There's no need for xargs. If you directly give tar the -T - option it will read the filenames from standard input.

For instance:

... | tar -T - -czf xy_0_10000.tar.gz

rsanchez

Posted 2015-09-22T14:22:16.823

Reputation: 221

I seem to be using the option incorrectly, cannot get it to work with the pipe. Have tried ...| tar Tczf xy_..., ...| tar Tcz -f xy_... ...| tar -czf xy_... -T and several other permutations, but am getting only tar: You must specify one of the '-Acdtrux', '--delete' or '--test-label' options, tar: -f: Cannot stat: No such file or directory if using -f separately from other options and tar: option requires an argument -- 'T'. Could you please add a usage example? – kostja – 2015-09-23T08:34:07.170

@kostja example added. – rsanchez – 2015-09-23T14:26:37.970

Many thanks, rsanchez. Not sure why the variant with -T - at the end of the tar option list did not work, but your example did. Unfortunately, my question actually had two parts - the source of the error and a possible improvement. While you aced the latter, Archemar excelled at the former and almost had the latter right. I am not sure which of your answers to accept since they both were obviously helpful. – kostja – 2015-09-23T17:34:34.467

1

I want to complement the two other answers with a zsh solution, which neither parses ls, nor needs xargs. However, I am not sure right now, if it suffers also from the limitation of the command line length.
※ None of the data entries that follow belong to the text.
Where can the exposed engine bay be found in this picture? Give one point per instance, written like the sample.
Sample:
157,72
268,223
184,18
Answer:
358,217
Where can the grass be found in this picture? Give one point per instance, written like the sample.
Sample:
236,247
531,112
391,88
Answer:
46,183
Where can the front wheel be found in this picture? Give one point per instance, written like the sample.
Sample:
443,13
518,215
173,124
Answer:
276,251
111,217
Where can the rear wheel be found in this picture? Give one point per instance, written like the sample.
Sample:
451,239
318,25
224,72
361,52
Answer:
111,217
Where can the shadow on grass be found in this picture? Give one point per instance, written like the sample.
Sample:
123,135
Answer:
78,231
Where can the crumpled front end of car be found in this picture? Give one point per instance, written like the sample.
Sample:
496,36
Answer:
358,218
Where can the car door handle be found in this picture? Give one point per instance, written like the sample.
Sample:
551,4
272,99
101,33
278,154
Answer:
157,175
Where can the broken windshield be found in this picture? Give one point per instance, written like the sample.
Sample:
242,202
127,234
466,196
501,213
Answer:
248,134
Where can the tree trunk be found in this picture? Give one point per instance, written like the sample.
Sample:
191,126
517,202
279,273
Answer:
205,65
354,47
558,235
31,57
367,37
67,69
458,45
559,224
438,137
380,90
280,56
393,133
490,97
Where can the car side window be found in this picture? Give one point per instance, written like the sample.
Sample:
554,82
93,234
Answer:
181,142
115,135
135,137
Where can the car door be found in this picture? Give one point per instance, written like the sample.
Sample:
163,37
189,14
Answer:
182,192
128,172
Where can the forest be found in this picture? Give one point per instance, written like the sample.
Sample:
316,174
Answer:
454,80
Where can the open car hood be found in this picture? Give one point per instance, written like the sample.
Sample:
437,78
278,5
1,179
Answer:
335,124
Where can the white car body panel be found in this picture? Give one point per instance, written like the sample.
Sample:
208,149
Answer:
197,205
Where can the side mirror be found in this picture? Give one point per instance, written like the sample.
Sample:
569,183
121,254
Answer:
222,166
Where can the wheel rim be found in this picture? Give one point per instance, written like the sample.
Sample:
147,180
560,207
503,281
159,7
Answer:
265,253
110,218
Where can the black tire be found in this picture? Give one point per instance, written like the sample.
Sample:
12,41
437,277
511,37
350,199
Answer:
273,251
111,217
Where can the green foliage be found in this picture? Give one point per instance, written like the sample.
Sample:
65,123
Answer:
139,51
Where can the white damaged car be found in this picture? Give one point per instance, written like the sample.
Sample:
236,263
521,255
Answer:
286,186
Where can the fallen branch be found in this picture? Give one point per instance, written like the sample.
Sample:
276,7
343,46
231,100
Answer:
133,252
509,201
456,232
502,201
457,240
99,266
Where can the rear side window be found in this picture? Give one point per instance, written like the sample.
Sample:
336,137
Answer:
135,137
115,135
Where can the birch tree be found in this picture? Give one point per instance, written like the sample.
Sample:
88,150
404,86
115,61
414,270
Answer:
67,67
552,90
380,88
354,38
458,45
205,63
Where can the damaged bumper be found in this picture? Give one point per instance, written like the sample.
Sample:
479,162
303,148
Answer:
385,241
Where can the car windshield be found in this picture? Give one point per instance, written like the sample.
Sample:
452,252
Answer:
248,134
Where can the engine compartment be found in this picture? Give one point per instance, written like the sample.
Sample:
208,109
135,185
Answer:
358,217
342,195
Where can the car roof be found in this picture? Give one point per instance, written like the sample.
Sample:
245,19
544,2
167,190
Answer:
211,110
  1. Define a function which generates your desired sorting key by modifying $REPLY.

    sortkey() { REPLY=${REPLY[4,9]} }
    

    This is equivalent to your sort -n -k1.4,1.9

  2. Generate an array $files with the filenames sorted with the above function:

    files=(*(o+sortkey))
    

    This is equivalent to ls | sort -n -k1.4,1.9

  3. Return the first 10 000 files with

    ${files[0,9999]}
    

    This is equivalent to ls | sort -n -k1.4,1.9 | head -n10000

So, all in all this should do the trick:

sortkey() { REPLY=${REPLY[4,9]} }
files=(*(o+sortkey))
tar -czf xy_0_10000.tar.gz ${files[0,9999]}

mpy

Posted 2015-09-22T14:22:16.823

Reputation: 20 866